Cluster states, algorithms and graphs

TL;DR

This paper explores the use of graph states in one-way quantum computing, analyzing algorithms that manipulate these states via graph transformations, and relating them to stabilizer codes and encoding schemes.

Contribution

It introduces a framework connecting graph algorithms, stabilizer codes, and one-way quantum computation, enabling explicit computation of quantum state manipulations.

Findings

Graph algorithms correspond to Clifford group operations.

Quantum states can be explicitly manipulated via graph transformations.

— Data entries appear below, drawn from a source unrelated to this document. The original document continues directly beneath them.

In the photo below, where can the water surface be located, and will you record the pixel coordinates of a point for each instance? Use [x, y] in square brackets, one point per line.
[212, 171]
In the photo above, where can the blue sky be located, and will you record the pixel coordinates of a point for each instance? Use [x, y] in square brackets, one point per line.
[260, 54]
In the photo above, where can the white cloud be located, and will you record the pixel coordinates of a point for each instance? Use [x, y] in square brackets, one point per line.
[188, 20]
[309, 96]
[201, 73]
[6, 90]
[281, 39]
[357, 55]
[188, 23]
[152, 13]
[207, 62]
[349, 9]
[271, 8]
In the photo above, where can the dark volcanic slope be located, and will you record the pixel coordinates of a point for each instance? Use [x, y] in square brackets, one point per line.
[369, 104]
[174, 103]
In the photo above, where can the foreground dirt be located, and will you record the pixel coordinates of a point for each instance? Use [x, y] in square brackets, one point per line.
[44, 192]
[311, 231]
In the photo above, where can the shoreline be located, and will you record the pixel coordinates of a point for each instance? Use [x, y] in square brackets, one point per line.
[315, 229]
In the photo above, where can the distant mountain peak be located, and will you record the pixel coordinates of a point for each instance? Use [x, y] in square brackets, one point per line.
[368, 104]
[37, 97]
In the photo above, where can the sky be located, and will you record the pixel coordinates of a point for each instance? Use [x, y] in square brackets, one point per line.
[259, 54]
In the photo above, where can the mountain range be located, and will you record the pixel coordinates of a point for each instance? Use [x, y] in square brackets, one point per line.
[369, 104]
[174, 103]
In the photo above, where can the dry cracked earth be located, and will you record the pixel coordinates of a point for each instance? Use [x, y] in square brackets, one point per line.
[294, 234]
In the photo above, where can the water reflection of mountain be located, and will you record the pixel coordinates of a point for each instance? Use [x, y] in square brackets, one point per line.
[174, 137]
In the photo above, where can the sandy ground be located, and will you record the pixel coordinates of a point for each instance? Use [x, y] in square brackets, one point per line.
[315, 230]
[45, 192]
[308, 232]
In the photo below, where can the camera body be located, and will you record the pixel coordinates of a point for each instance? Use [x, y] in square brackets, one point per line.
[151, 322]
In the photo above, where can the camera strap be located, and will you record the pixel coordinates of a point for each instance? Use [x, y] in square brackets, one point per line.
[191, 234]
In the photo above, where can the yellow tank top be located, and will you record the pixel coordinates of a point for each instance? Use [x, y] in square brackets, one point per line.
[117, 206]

Encoding schemes for graph codes are implemented through these algorithms.

Abstract

The present paper is concerned with the concept of the one-way quantum computer, beyond binary-systems, and its relation to the concept of stabilizer quantum codes. This relation is exploited to analyze a particular class of quantum algorithms, called graph algorithms, which correspond in the binary case to the Clifford group part of a network and which can efficiently be implemented on a one-way quantum computer. These algorithms can ``completely be solved" in the sense that the manipulation of quantum states in each step can be computed explicitly. Graph algorithms are precisely those which implement encoding schemes for graph codes. Starting from a given initial graph, which represents the underlying resource of multipartite entanglement, each step of the algorithm is related to a explicit transformation on the graph.